18 September 2007

Cue the Arcadia

(If anyone gets that reference in the title, I’ll give them a cookie.)

I’m planning a little vacation for November and December at the moment, but it may be foiled by a politician.

This one is gonna be cool, although it’s jam-packed with eight cities in only 23 days. I initially wanted to go home to Dallas just for Thanksgiving, my favourite holiday, but then I realised that it’s not much more expensive to do an around-the-world trip than it is for a return ticket to DFW from Sydney. And that’s what tax refunds are for, no?

So, I figured, what the hell. Let’s circumnavigate the globe, Magellan. Chase the sun. A weekend in Hawaii, five or six days in Texas with the family and some friends (maybe hop down to College Station for the t.u. game), a couple days in DC (hello, Quarry House!), London, five or six days in Paris (my favourite city), Budapest, Amsterdam, Hong Kong, back home.

I have it all planned out—well, the flights and days and such. As a capricious traveller, I don’t plan my holidays much more than that, other than knowing I want to take a photo of this or that, or I want to see this football team, or I should eat here one time. I just need to secure the days off.

However, because of my job, I have to schedule my holiday around the Australian federal election, which has yet to be called. This is a new phenomenon to me, an American who is used to election day always being on, well, Election Day—in the US, it’s always the Tuesday after the first Monday in November.

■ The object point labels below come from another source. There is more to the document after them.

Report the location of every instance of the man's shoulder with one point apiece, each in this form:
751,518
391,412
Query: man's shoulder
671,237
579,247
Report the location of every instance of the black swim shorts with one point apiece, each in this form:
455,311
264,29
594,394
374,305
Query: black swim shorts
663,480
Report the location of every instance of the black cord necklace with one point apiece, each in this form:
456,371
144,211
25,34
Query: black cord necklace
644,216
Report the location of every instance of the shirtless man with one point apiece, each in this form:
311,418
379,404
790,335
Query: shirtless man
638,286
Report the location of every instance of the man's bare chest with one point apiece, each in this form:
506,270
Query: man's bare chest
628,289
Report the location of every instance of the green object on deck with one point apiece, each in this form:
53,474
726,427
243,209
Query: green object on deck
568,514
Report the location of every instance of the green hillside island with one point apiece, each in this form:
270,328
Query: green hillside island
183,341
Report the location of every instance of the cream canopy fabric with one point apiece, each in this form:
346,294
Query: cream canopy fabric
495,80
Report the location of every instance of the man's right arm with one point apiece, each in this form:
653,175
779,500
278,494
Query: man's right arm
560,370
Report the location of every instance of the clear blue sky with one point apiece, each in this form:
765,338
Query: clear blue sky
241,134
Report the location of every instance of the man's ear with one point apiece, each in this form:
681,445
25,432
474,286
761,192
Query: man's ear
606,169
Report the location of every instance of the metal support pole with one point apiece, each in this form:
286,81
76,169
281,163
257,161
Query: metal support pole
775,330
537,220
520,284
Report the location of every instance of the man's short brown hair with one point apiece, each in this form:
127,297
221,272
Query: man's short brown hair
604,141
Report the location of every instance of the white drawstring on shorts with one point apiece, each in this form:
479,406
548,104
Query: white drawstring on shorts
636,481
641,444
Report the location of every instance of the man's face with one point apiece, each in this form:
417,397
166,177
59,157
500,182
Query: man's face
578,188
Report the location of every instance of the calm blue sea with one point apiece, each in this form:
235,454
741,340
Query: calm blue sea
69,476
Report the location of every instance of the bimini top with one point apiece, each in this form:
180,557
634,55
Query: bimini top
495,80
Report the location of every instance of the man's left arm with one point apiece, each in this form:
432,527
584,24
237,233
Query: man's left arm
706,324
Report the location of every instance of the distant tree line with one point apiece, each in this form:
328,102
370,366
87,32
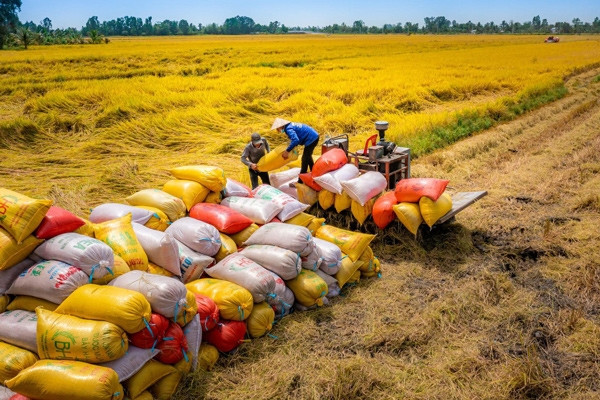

Not so in Australia’s Westminster system, where it’s between 33 and 58 days from when the Prime Minister calls it. Or, more accurately, when the Governor-General (the Queen’s representative on this here island) dissolves the Parliament on advice from the Prime Minister.

PM John Howard has yet to call the election.

So some jackass who I wouldn’t even vote for if I could vote in this country (not just because I would vote Labor, but also because I’d have to live in his or Kevin Rudd’s electorates to actually vote for one of them—again, this system is weird) might spoil my beautiful plans.

This betting nation allows gambling on elections, so here are the odds for potential election dates, from Sportingbet Australia:

October 27 – called September 23 – pays $2.75
November 3 – called September 30 – pays $7.50
November 10 – called October 7 – pays $4.50
November 17 – called October 14 – pays $5.00
November 24 – called October 21 – pays $6.50
December 1 – called October 28 – pays $7.00
December 8 – called November 4 – pays $9.00

Anything after Nov. 10 and I’m screwed. That means Howard needs to get off his ass by this Sunday.

Come on, John. Do it. Call the bloody thing and let me go eat turkey!

1 comments:

E :) said...

OMG, I'm going to be in DC during the final week of November... I can't believe we both now live in Australia, yet we are only ever around the same place when we are in the US.

Let's do drinks (if our timetables coincide).